Per i Tacocat il “grande salto” a mamma Sub Pop sembrava essere diventato ormai soltanto una questione di tempo: vuoi per la dislocazione geografica del gruppo (Longview, non lontano da Seattle), vuoi perché i primi due album uscivano per la sussidiaria Hardly Art, e infine anche per una mera questione musicale che vede il gruppo per tre quarti femminile fare riferimento a una certa estetica nineties.

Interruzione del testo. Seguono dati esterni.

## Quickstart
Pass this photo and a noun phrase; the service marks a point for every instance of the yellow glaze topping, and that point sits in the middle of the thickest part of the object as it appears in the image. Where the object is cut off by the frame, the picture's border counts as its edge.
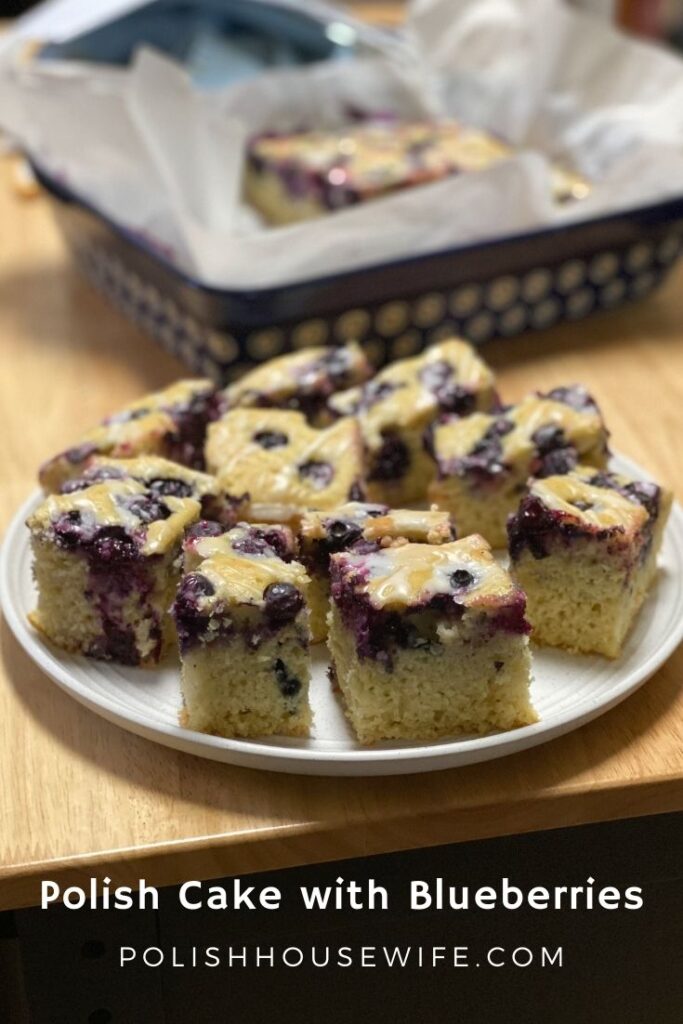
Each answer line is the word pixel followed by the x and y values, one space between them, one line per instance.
pixel 408 574
pixel 582 428
pixel 420 525
pixel 273 475
pixel 296 373
pixel 145 468
pixel 600 508
pixel 108 505
pixel 409 400
pixel 240 581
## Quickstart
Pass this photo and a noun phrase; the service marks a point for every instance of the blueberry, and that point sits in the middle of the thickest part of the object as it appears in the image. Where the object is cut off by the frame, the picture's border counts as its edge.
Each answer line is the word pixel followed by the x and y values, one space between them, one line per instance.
pixel 392 460
pixel 170 487
pixel 270 438
pixel 375 392
pixel 112 544
pixel 318 474
pixel 557 463
pixel 68 529
pixel 289 684
pixel 147 509
pixel 341 534
pixel 204 528
pixel 461 579
pixel 193 587
pixel 283 602
pixel 548 437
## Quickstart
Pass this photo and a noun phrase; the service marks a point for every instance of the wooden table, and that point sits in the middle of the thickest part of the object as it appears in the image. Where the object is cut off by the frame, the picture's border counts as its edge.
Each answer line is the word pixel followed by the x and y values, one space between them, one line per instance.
pixel 81 796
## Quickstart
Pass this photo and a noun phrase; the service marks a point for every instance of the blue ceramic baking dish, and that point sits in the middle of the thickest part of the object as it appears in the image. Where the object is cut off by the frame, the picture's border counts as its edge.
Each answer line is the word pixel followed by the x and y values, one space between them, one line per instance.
pixel 482 291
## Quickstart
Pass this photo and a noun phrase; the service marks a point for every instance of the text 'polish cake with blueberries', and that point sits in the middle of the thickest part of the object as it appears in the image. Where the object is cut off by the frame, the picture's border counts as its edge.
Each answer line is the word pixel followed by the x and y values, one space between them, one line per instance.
pixel 395 408
pixel 585 549
pixel 284 464
pixel 429 641
pixel 107 564
pixel 243 631
pixel 484 460
pixel 358 525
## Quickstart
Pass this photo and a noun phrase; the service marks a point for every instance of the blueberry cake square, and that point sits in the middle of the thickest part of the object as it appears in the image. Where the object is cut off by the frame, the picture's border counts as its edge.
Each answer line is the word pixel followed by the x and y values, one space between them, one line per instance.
pixel 206 538
pixel 584 546
pixel 293 177
pixel 429 641
pixel 286 465
pixel 107 565
pixel 301 381
pixel 484 460
pixel 170 423
pixel 358 526
pixel 243 633
pixel 165 478
pixel 396 407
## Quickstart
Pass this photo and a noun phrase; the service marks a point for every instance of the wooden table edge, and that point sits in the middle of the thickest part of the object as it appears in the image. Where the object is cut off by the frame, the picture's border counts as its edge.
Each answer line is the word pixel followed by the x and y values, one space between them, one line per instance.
pixel 168 863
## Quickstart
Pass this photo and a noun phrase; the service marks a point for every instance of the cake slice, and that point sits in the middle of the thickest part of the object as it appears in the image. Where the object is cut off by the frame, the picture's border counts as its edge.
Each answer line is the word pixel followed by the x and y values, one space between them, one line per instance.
pixel 358 526
pixel 165 478
pixel 429 641
pixel 170 423
pixel 107 565
pixel 585 546
pixel 243 632
pixel 301 381
pixel 396 407
pixel 205 539
pixel 286 465
pixel 483 461
pixel 292 177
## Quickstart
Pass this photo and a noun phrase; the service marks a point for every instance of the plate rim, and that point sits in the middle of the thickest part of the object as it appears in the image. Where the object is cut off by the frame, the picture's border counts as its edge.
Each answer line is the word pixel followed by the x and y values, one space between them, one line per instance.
pixel 260 754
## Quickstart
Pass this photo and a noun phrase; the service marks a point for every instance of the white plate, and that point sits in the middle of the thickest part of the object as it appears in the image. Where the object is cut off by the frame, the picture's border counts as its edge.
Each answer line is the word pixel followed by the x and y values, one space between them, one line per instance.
pixel 567 690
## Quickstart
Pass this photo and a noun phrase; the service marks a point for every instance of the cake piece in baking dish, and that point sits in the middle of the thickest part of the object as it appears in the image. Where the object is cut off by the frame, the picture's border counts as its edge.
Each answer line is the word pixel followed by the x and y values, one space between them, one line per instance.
pixel 400 401
pixel 243 631
pixel 584 546
pixel 286 465
pixel 483 461
pixel 358 526
pixel 301 381
pixel 428 641
pixel 107 565
pixel 292 177
pixel 205 539
pixel 170 423
pixel 165 478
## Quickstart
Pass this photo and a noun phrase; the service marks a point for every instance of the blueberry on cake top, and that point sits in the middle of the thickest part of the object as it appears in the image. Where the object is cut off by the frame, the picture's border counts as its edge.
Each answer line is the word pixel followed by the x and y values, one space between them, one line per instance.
pixel 484 460
pixel 170 423
pixel 105 564
pixel 204 540
pixel 243 631
pixel 359 526
pixel 428 641
pixel 293 177
pixel 585 546
pixel 301 381
pixel 166 478
pixel 396 407
pixel 286 465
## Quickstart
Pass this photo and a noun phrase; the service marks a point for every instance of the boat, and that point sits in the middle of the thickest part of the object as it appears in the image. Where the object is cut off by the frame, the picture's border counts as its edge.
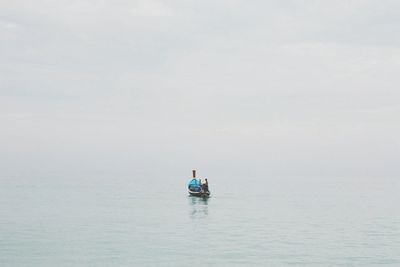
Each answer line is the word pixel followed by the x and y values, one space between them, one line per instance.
pixel 196 189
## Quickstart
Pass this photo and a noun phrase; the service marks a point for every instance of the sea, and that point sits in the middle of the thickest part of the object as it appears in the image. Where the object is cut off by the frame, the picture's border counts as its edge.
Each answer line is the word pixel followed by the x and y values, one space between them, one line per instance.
pixel 139 220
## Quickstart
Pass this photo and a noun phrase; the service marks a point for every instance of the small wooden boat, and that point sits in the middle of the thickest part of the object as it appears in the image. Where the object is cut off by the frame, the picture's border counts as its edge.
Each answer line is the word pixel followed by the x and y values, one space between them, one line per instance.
pixel 199 194
pixel 196 189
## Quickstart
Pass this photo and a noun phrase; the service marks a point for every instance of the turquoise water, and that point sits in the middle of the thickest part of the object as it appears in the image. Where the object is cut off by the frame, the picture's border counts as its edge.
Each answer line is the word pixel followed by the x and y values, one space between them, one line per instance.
pixel 264 221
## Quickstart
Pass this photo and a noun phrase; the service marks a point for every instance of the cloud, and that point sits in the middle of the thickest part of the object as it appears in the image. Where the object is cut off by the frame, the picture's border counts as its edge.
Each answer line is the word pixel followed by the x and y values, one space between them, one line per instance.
pixel 308 84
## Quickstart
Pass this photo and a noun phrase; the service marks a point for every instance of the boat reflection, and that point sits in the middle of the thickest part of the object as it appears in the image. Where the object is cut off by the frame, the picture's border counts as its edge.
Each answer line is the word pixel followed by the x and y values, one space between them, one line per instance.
pixel 199 207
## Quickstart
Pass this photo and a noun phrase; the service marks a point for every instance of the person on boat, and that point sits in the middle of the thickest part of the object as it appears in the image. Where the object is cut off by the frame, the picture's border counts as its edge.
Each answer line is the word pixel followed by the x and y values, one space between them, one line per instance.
pixel 204 186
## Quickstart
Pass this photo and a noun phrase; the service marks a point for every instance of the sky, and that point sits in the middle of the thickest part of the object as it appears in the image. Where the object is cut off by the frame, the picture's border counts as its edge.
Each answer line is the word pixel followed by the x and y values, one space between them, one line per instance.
pixel 278 88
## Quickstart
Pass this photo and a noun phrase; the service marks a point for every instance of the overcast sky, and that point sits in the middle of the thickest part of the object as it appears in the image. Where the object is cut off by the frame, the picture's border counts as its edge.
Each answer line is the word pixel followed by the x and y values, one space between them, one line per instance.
pixel 268 87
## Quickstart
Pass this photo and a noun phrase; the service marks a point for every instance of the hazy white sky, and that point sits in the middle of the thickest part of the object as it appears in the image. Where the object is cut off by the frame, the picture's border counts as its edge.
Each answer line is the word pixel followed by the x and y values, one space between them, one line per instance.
pixel 275 87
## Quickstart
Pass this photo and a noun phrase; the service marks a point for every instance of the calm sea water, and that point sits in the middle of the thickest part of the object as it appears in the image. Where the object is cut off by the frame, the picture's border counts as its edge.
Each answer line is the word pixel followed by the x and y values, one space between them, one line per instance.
pixel 263 221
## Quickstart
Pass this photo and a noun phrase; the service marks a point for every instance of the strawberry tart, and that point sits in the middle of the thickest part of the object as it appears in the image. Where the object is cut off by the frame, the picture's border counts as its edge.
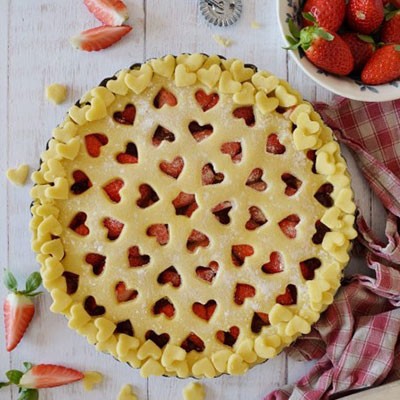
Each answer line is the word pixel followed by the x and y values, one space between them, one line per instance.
pixel 192 216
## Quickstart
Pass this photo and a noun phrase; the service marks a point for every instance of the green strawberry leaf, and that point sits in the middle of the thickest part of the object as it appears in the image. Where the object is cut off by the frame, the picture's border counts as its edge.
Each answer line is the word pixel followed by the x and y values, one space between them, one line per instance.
pixel 9 281
pixel 14 376
pixel 309 17
pixel 33 282
pixel 29 394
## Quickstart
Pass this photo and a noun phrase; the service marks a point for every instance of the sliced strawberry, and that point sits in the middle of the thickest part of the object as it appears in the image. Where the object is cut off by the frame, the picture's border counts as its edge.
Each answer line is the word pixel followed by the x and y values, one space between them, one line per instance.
pixel 48 375
pixel 109 12
pixel 112 189
pixel 206 101
pixel 165 97
pixel 123 294
pixel 99 38
pixel 114 228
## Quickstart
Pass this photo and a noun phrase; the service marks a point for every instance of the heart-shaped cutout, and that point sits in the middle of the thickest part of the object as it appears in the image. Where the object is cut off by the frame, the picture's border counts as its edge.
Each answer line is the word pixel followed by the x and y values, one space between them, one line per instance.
pixel 123 294
pixel 233 149
pixel 197 239
pixel 174 168
pixel 81 182
pixel 124 327
pixel 162 134
pixel 72 281
pixel 258 321
pixel 170 275
pixel 292 184
pixel 242 292
pixel 78 224
pixel 148 196
pixel 163 97
pixel 160 232
pixel 193 342
pixel 246 113
pixel 275 264
pixel 209 77
pixel 205 311
pixel 308 268
pixel 207 273
pixel 164 66
pixel 255 180
pixel 320 231
pixel 239 252
pixel 200 132
pixel 97 261
pixel 185 204
pixel 289 297
pixel 274 146
pixel 94 142
pixel 160 340
pixel 228 337
pixel 113 188
pixel 209 176
pixel 322 195
pixel 92 308
pixel 164 306
pixel 130 156
pixel 257 218
pixel 288 225
pixel 206 101
pixel 127 116
pixel 135 258
pixel 221 212
pixel 114 228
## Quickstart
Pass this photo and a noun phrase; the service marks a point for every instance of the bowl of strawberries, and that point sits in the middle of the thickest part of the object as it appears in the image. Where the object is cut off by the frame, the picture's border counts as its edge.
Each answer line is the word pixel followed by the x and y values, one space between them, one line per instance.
pixel 350 47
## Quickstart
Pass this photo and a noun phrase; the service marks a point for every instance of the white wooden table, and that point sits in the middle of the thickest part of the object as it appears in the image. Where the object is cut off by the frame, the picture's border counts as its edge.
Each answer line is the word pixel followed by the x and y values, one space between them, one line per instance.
pixel 34 52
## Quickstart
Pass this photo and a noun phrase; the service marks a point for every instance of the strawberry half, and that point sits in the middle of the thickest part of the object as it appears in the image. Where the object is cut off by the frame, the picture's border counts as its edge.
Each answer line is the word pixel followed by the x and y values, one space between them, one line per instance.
pixel 109 12
pixel 18 307
pixel 99 38
pixel 324 48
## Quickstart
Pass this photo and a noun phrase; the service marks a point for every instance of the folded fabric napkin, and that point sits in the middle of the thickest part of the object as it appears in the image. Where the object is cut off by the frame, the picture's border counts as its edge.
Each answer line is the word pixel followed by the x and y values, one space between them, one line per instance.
pixel 357 339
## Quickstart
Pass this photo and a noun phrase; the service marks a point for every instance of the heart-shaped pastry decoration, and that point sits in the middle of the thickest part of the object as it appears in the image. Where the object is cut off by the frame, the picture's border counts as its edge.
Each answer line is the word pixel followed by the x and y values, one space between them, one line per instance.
pixel 18 175
pixel 183 76
pixel 164 66
pixel 209 77
pixel 138 79
pixel 118 85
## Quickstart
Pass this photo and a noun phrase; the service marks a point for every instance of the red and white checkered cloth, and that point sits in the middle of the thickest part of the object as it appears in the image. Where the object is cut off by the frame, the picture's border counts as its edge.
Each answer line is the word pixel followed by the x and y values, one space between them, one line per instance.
pixel 357 340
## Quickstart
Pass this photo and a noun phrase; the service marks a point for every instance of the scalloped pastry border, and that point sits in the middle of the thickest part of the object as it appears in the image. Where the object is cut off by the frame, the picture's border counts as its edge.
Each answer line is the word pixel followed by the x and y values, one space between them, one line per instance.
pixel 248 86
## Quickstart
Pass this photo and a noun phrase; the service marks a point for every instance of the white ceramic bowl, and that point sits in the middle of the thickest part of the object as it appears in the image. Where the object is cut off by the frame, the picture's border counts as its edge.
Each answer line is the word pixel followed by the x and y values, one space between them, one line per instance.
pixel 343 86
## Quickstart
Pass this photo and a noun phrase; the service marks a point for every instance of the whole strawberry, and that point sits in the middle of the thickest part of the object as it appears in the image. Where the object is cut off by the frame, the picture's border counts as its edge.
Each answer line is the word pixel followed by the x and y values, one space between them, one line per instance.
pixel 361 46
pixel 328 13
pixel 383 66
pixel 325 49
pixel 390 32
pixel 365 16
pixel 18 307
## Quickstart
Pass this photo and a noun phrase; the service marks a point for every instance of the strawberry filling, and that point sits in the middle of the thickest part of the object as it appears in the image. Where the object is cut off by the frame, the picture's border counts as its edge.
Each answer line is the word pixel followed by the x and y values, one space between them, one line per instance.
pixel 170 275
pixel 205 311
pixel 200 132
pixel 206 101
pixel 81 182
pixel 94 142
pixel 228 338
pixel 239 252
pixel 274 265
pixel 97 261
pixel 127 116
pixel 208 273
pixel 164 306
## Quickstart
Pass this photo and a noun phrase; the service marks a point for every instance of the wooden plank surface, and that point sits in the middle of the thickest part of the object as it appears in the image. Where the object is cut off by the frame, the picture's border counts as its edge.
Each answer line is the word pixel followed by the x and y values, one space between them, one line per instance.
pixel 34 52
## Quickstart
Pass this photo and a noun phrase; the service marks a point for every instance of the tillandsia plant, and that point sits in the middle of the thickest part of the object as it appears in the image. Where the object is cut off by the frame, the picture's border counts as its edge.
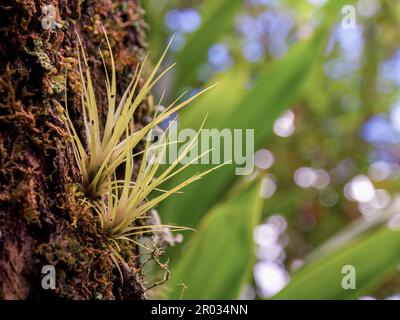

“This Mess Is a Place” si posiziona esattamente nella scia degli album precedenti, inscenando un bubblegum pop-rock che guarda al movimento riot grrrls più che altro per il risvolto ideologico delle canzoni che, al femminismo di sempre, aggiungono ora la critica all'amministrazione Trump. Per strada però è andata persa un po' della freschezza degli esordi, nonostante le dieci canzoni di questo terzo lavoro in studio provino a trattenere lo smalto di sempre: il metronomo resta in media elevato, le melodie non mancano di strizzare l'occhio a scenari da spiagge assolate, come nello pseudo-funk di “Grains Of Salt”, forse il capitolo più propriamente pop in scaletta.
Più in generale la scaletta si muove tra coordinate garage oriented – “Hologram”, “Little Friend” - e accelerazioni punk-pop come “New World” e “The Problem”, con Breeders e Sleater-Kinney che rimangono sempre sullo sfondo, più totem ai quali ispirarsi che modelli ai quali rifarsi. Non manca il capitolo surf-rock, qui rappresentato da “The Joke Of Life” che, in ultima analisi, è forse anche il migliore estratto.
Niente di nuovo (né di particolarmente eccitante) sul fronte occidentale, ma “This Mess Is A Place” resta a suo modo una frivola colonna sonora delle prossime giornate estive.